A court order issued at the end of September prohibits the NYPD from using a decades-old practice of using sealed arrest information — mugshots, arrest history, fingerprints and other identifying information — in active investigations.
At the center of a year-long class action lawsuit filed by The Bronx Defenders, was a Latino man identified only as R.C., who was arrested for a 2015 robbery in the Bronx after NYPD detectives showed his photo from a 2011 sealed arrest to a victim.
R.C., the lead plaintiff, claimed in the suit that by the time prosecutors dropped charges against him the following year because he had an alibi, his life had been largely disrupted. R.C. had to make roughly 10 court appearances, and was required to make while living 75 minutes by car from the Bronx courthouse caused him to lose his job at a restaurant, his complaint says.
In the sweeping court order issued at the end of September, New York State Supreme Court Justice Lyle E. Frank said NYPD officers can no longer access sealed arrest records of millions of New Yorkers for law enforcement purposes. Public defenders and criminal defense attorneys have long claimed that the practice violates state law.
“The best way to ensure this conduct is not repeated is for this court to issue an order enjoining such future conduct,” Frank said in the order, adding that “once a sealed document is seen it cannot be unseen.”

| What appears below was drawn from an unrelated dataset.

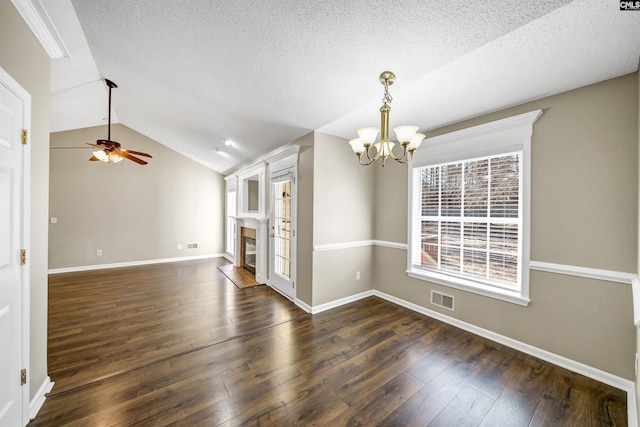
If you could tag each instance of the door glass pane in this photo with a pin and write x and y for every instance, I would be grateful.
(282, 230)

According to 1976 state law, the records which are kept in at least 14 NYPD databases, can only be accessed via a court order. The prosecution laid out in their arguments and evaluation of NYPD training materials, that officers are encouraged to use information from sealed files.

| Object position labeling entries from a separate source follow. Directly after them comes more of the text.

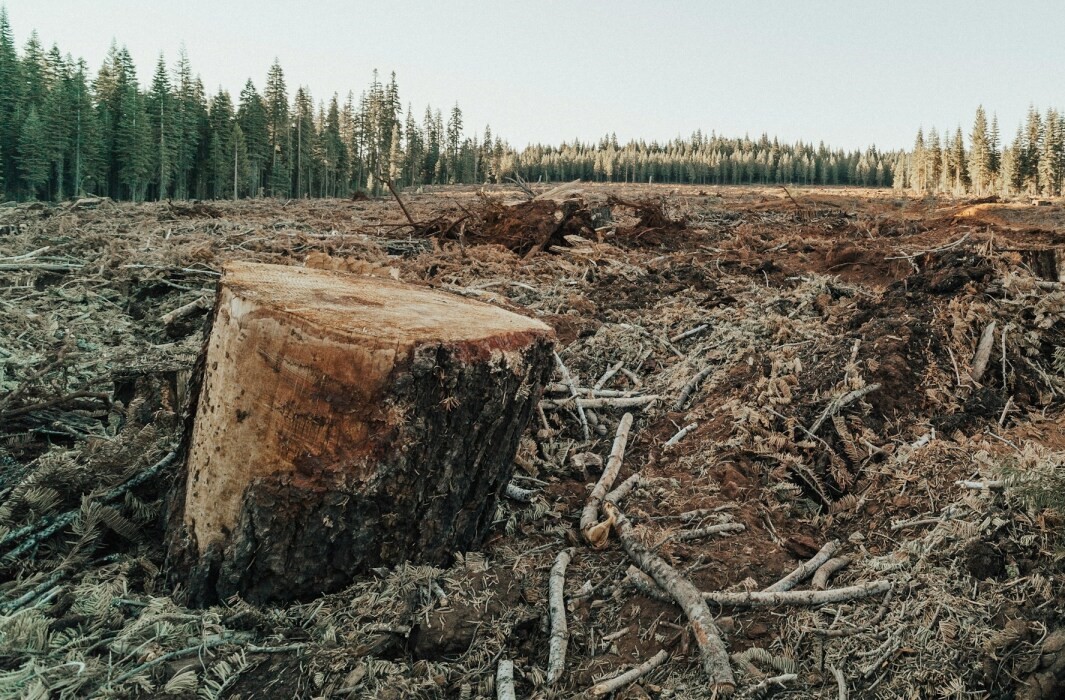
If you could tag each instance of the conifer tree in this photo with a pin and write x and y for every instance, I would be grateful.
(10, 102)
(980, 160)
(161, 115)
(251, 117)
(33, 153)
(278, 130)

R.C. also claimed the emotional distress he suffered from the proceedings made him abandon his plans to attend college.
So far, the NYPD has not made plans to appeal the judge’s decision and did not provide comment to the Bronx Times.

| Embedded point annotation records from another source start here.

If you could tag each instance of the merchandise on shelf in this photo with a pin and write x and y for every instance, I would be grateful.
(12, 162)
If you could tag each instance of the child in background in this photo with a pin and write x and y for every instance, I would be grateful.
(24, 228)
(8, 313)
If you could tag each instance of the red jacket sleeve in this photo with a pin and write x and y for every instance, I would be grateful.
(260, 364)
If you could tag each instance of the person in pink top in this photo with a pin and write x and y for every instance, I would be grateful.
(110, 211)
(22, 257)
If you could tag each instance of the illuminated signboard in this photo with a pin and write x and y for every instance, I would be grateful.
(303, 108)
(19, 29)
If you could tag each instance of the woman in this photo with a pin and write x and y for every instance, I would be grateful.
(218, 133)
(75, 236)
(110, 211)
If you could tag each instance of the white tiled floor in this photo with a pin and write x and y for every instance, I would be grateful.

New York City Police Commissioner Dermot Shea penned an op-ed in the New York Daily News, calling the court order, “a very bad idea.”
“Sealing of criminal records does not always equate to a determination of innocence, and there are a number of legitimate reasons for cops to know the records exist,” Shea said, noting that the decision poses a “serious setback for public safety.”
Representing the plaintiffs, attorneys with The Bronx Defenders are also seeking additional records, including more than five years’ worth of emails sent or received by the Office of the Deputy Commissioner, Public Information, the NYPD’s division in charge of working with media organizations, that have mentioned the word “seal.”
The attorneys’ intent is to identify officers who leaked arrest information to the press.
In April 2019 as part of the same case, Justice Alexander M. Tisch said the police could only access sealed arrest records with a court order. During the case, evidence uncovered by the Bronx Defenders attorneys shows the NYPD had continued to access such information without court orders and had trained its officers to do so.
During the litigation, the NYPD admitted that about 800 people within its ranks have access to approximately 6 million sealed records linked to about 3 million people. While police officers on patrol and detectives don’t access sealed records, they were able to obtain them from their supervisors, usually sergeants or higher-ranking officials, according to the prosecution.